Jane Little, 87, a bass player of the Atlanta Symphony Orchestra lost consciousness on stage during a performance on Sunday, May 15. Though emergency responders and a medically-trained chorus member briefly revived Little, she was transported to a Hospital where she later passed away.
Little was Assistant Principal Bass Emeritus in the Atlanta Symphony Orchestra. She celebrated her 87th birthday on Feb. 2, 2016, and on Feb. 4, 2016, she performed with the Orchestra, marking 71 years to the day of her first concert held on Feb. 4, 1945, securing the Guinness World Record for longest professional tenure with a single orchestra. The Orchestra’s application for Jane Little’s record is under review pending final approval.

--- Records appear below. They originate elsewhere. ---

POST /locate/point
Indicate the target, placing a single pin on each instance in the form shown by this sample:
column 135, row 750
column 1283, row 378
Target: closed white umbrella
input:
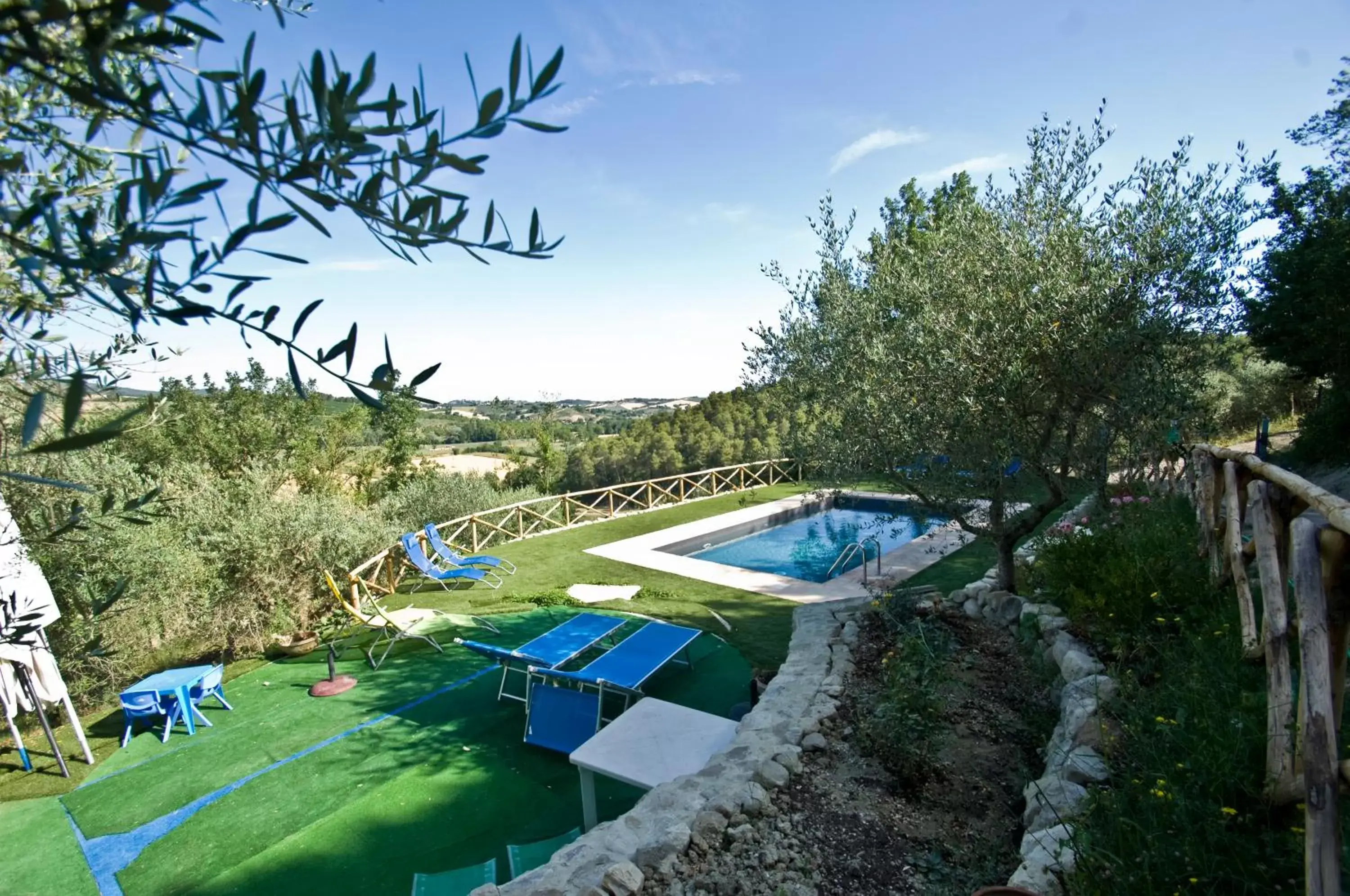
column 27, row 606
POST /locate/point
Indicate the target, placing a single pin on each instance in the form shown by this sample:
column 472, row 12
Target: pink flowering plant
column 1128, row 575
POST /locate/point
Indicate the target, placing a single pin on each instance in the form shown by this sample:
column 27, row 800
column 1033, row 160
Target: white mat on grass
column 601, row 593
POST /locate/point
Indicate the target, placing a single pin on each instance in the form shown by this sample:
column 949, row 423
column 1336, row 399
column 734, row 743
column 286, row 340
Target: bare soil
column 959, row 829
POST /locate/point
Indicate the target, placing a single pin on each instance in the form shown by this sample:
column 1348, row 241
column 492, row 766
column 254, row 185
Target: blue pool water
column 805, row 548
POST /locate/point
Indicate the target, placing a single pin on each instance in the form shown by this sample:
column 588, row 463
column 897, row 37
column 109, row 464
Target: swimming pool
column 806, row 546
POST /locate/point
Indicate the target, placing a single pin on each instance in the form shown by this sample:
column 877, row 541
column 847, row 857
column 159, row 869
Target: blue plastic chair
column 527, row 857
column 459, row 882
column 210, row 686
column 142, row 706
column 449, row 555
column 424, row 566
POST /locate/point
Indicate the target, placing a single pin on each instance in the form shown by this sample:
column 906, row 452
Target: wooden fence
column 1300, row 535
column 501, row 525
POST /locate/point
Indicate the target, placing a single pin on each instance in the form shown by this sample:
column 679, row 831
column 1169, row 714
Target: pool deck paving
column 896, row 566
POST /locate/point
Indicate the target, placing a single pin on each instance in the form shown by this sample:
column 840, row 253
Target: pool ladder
column 855, row 548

Little started her musical career in 1945 as a founding member of the original Atlanta Youth Symphony Orchestra, the forerunner of the Atlanta Symphony Orchestra. She joined after two years of studying bass in high school and has since played under all four of the Orchestra’s music directors, – Henry Sopkin, Robert Shaw, Yoel Levi and Robert Spano, as well as guest conductors including Igor Stravinsky, Aaron Copland, Pierre Monteux, Leopold Stokowski, Sir John Barbirolli and James Levine, among others.
“Jane Little was an inspiration for many reasons: she was a woman who succeeded in a role traditionally reserved for men; she was a person of modest stature who played the biggest instrument in the orchestra; she was tenacious, miraculously fighting off multiple health challenges to tag her world record; and she was passionate, doing what she loved until the very end of her life,” said Jennifer Barlament, Executive Director of the Atlanta Symphony Orchestra.